Unfortunately my masters degree glass has been smashed..nasty horrible behaviour. I feel an iron shield inside trying to cope with all the bad treatment. I feel like I have my hands handcuffed behind my back and have to stand and watch all my work and qualifications get trashed in front of me : (

the glass may be broken however the degree, and the work to get it hasnt been broken!
that takes a ton of effort, work, and determination to achieve no one will take that from you, i have war wounds, my purple hearts are long since gone, but the scars remain, along with the memories of how they were recieved, few can say that their battle wounds were good, Me, however can; for others where saved in the process of me taking those bullets, which inturn means there is a daughter, a son, mothers and fathers enjoying the smiles and laughters together, the way it should be! I know it takes more determenation to get better, to get myself from broken to where normal people are at today.
 
Still a brick wall. Not allowed back to work even though my GP and psychologist signed me off on 17/1 !!!
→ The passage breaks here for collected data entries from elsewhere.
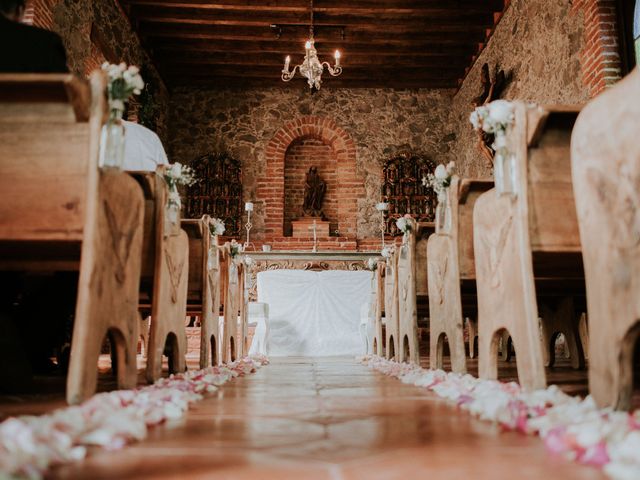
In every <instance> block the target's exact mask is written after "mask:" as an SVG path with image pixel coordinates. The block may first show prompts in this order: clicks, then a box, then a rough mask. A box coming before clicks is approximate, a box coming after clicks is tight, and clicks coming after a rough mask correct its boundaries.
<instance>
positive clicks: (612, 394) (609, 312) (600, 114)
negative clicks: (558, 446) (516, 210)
mask: <svg viewBox="0 0 640 480" xmlns="http://www.w3.org/2000/svg"><path fill="white" fill-rule="evenodd" d="M639 94H640V71H639V70H638V69H637V68H636V69H635V70H634V71H633V72H632V73H631V74H629V75H628V76H627V77H625V78H624V79H623V80H622V81H620V82H619V83H618V84H616V85H615V86H614V87H613V88H611V89H610V90H607V91H606V92H604V93H603V94H602V95H600V96H598V97H597V98H596V99H594V100H593V101H591V102H590V103H589V104H588V105H587V106H586V107H585V108H584V110H583V111H582V112H581V114H580V116H579V117H578V120H577V121H576V125H575V129H574V132H573V136H572V139H571V162H572V167H573V171H572V173H573V185H574V188H575V200H576V208H577V215H578V222H579V227H580V238H581V241H582V247H583V258H584V271H585V278H586V286H587V304H588V308H587V311H588V330H589V335H588V341H589V348H588V351H589V387H590V391H591V395H592V396H593V397H594V399H595V401H596V402H597V403H598V405H599V406H601V407H614V408H616V409H621V410H627V409H630V408H631V407H632V393H633V388H634V385H633V380H634V379H633V355H634V349H637V348H638V338H639V336H640V294H639V293H640V254H639V245H640V233H639V232H640V230H639V226H640V221H639V219H640V217H639V215H640V208H639V206H640V195H639V193H638V191H639V189H638V186H639V185H640V143H639V142H638V135H637V130H638V128H637V125H638V116H639V115H640V107H639V106H638V103H637V102H636V101H635V99H636V98H637V97H638V95H639ZM631 99H634V100H633V101H631ZM603 118H606V119H607V122H606V124H603V123H602V119H603ZM585 333H586V332H585ZM636 388H637V385H636Z"/></svg>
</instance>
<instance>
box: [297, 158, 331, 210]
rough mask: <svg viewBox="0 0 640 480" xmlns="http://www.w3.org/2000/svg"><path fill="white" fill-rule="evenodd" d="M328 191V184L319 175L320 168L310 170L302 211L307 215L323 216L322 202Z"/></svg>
mask: <svg viewBox="0 0 640 480" xmlns="http://www.w3.org/2000/svg"><path fill="white" fill-rule="evenodd" d="M326 191H327V184H326V183H324V181H323V180H322V178H320V175H318V168H317V167H311V168H309V171H308V172H307V177H306V179H305V183H304V203H303V205H302V211H303V212H304V214H305V215H311V216H314V217H321V216H322V201H323V200H324V194H325V193H326Z"/></svg>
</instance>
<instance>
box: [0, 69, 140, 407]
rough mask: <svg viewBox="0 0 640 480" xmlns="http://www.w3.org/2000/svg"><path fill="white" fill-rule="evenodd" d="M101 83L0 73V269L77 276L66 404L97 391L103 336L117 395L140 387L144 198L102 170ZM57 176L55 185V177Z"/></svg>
mask: <svg viewBox="0 0 640 480" xmlns="http://www.w3.org/2000/svg"><path fill="white" fill-rule="evenodd" d="M105 87H106V83H105V78H104V76H103V75H102V74H101V73H97V72H96V73H94V74H92V75H91V78H90V83H87V82H85V81H83V80H80V79H77V78H75V77H73V76H71V75H49V74H15V75H14V74H8V75H5V74H2V75H0V157H1V158H2V161H1V162H0V190H1V191H2V192H3V195H4V199H3V202H2V204H1V205H0V252H1V253H0V268H2V269H3V270H23V271H33V270H53V271H55V270H69V271H79V280H78V293H77V298H76V310H75V321H74V328H73V336H72V347H71V358H70V364H69V373H68V376H67V392H66V397H67V401H68V402H69V403H71V404H76V403H80V402H81V401H83V400H85V399H87V398H88V397H89V396H91V395H92V394H93V393H94V392H95V389H96V382H97V364H98V357H99V355H100V350H101V346H102V341H103V339H104V338H105V337H106V336H107V335H109V336H110V337H111V338H112V339H113V340H114V345H112V346H113V348H114V349H115V352H116V359H117V364H118V367H119V368H118V369H117V380H118V387H119V388H132V387H134V386H135V384H136V346H137V341H138V328H139V322H140V320H139V315H138V312H137V309H136V305H137V300H138V283H139V279H140V258H141V248H142V230H143V228H142V222H143V209H144V208H143V197H142V192H141V191H140V188H139V187H138V186H137V185H136V183H135V182H134V181H133V180H132V179H131V178H129V177H128V176H127V175H126V174H124V173H119V172H100V170H99V168H98V153H99V139H100V132H101V128H102V124H103V122H104V119H105V118H106V114H107V109H106V99H105V94H104V92H105ZM53 178H55V182H52V181H51V179H53Z"/></svg>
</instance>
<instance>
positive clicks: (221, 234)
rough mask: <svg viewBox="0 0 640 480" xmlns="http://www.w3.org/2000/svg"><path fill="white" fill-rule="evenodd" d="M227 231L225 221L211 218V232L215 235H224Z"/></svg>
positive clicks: (210, 231) (214, 218)
mask: <svg viewBox="0 0 640 480" xmlns="http://www.w3.org/2000/svg"><path fill="white" fill-rule="evenodd" d="M224 231H225V225H224V221H223V220H221V219H219V218H212V219H211V220H209V232H211V235H213V236H214V237H216V236H218V235H222V234H223V233H224Z"/></svg>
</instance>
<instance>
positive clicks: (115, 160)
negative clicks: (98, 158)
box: [100, 104, 125, 171]
mask: <svg viewBox="0 0 640 480" xmlns="http://www.w3.org/2000/svg"><path fill="white" fill-rule="evenodd" d="M123 114H124V104H122V105H116V106H115V107H114V106H112V108H111V112H110V113H109V119H108V120H107V123H105V124H104V125H103V127H102V134H101V137H100V167H102V168H103V169H105V170H114V171H120V170H122V167H123V165H124V142H125V130H124V123H123V121H122V116H123Z"/></svg>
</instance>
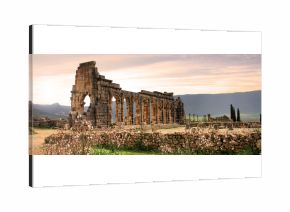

Visited a rehab provider and met with boss. I feel so bad because my husband was fighting back tears in the interviews. What has all this stress done to my beautiful man.
My lawyer says it is mental health discrimination however the wheels of justice turn slowly.
Today some niggly sucidal thoughts crept back and I thought the world would be better off without me.
A soft breeze of faith must keep my candle alight...
 
The psychiatrist report is back and the first one is fine however the agency have given him another set of questions weeks later which are trying to twist his arm and have given misleading information.
Yersterday I was crying and had lost all hope as I have tried all avenues to get help.The phone rang and it was my boss telling me I could go back to work but I have to have mediation with the bully.
Now we are surrounded by floodwaters and the only way out of my house is by boat.Some houses are already under.
 
Just been through a major flood.Lost all our furniture clothes etc. Spent 2 weeks in an evacuation centre after working nearly 48 hours to help evacuate the community. Somehow I can't stop crying.